Third, small changes in outputs can mean large changes in behavior. Actions and choices are inherently discrete where small changes in the latent beliefs can have arbitrarily large behavior changes (which is why we are always trying to move away from actions/choices towards smoother easier relaxations where we can pretend everything is small and continuous). Imagine a NN estimating Q-values for taking 2 actions, "Exterminate all humans" and "usher in the New Jerusalem", which normalize to 0.4999999 and 0.5000001 respectively. It chooses the argmax, and acts friendly. Do you believe that there is no SGD update which after adjusting all of the parameters, might reverse the ranking? Why, exactly?

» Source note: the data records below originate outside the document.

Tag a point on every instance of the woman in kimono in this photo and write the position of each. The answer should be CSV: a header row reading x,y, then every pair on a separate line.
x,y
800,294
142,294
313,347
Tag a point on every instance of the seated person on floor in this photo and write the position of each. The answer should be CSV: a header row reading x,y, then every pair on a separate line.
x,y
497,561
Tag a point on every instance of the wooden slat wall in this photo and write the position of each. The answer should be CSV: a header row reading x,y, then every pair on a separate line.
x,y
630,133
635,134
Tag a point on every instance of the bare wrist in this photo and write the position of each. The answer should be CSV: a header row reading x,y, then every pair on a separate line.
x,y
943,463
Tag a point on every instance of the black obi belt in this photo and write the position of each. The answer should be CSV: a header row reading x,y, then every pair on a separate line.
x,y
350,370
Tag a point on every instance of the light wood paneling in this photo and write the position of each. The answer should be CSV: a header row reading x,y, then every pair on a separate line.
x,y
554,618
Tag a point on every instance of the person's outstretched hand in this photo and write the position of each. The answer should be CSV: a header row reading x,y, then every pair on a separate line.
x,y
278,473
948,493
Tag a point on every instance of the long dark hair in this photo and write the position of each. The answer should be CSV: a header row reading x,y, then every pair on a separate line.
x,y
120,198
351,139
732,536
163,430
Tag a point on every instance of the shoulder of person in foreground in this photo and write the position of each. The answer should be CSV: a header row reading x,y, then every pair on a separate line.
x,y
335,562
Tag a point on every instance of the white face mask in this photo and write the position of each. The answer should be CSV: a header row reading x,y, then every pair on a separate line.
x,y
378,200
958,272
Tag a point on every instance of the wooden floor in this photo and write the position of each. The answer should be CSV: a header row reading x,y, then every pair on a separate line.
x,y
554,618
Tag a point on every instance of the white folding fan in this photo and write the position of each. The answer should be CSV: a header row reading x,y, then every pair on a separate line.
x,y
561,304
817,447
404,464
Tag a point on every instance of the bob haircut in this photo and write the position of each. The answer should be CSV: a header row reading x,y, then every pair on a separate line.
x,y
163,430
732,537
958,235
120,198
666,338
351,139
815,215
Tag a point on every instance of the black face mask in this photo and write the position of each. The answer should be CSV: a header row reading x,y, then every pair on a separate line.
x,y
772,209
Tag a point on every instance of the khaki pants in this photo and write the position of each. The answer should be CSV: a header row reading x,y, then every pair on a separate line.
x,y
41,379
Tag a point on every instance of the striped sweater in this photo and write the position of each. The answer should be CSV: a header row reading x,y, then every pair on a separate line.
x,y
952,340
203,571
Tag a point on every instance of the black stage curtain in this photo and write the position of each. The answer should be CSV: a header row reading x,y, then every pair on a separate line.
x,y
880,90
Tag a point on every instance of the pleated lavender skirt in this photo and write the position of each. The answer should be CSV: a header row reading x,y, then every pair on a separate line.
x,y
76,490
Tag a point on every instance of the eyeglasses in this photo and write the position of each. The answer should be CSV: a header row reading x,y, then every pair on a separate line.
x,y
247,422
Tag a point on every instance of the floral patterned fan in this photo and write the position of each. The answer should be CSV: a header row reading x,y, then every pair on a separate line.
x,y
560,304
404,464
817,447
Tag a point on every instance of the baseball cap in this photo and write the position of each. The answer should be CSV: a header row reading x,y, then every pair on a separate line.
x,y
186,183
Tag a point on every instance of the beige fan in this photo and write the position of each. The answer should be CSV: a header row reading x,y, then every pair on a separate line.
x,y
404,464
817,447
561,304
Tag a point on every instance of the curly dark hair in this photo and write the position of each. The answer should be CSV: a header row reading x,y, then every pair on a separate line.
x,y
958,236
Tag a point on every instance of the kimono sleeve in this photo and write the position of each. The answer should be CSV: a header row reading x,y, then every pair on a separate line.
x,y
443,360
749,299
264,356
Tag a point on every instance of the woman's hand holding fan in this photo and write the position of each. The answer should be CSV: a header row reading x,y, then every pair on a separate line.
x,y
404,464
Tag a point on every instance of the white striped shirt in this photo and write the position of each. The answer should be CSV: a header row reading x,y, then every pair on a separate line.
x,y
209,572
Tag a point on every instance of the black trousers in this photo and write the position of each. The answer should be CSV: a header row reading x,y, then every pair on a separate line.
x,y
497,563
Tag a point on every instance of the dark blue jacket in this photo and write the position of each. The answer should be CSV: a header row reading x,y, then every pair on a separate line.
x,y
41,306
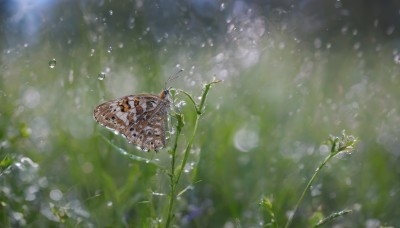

Fourth, NNs are often designed to have large changes based on small changes, particularly in meta-learning or meta-reinforcement-learning. In prompt programming or other few-shot scenarios, we radically modify the behavior of a model with potentially trillions of parameters by merely typing in a few words. In neural meta-backdoors/data poisoning, there are extreme shifts in output for specific prespecified inputs (sort of the inverse of adversarial examples), which are concerning in part because that's where a gradient-hacker could store arbitrary behavior (so a backdoored NN is a little like Light in Death Note: he has forgotten everything & acts perfectly innocent... until he touches the right piece of paper and 'wakes up'). In cases like MAML, the second-order training is literally designed to create a NN at a saddle point where a very small first-order update will produce very different behavior for each potential new problem; like a large boulder perched at the tip of a mountain which will roll off in any direction at the slightest nudge. In meta-reinforcement-learning, like RNNs being trained to solve a t-maze which periodically flips the reward function, the very definition of success is rapid total changes in behavior based on few observations, implying the RNN has found a point where the different attractors are balanced and the observation history can push it towards the right one easily. These NNs are possible, they do exist, and given the implicit meta-learning we see emerge in larger models, they may become increasingly common and exist in places the user does not expect.

So, I see loads of reasons we should worry about an advanced AI system maneuvering from one strategy to another after a single update, both in general priors and based on what we observe of past NNs, and good reason to believe that scaling greatly increases the dangers there. (Indeed, the update need not even be of the 'parameters', updates to the hidden state / internal activations are quite sufficient.)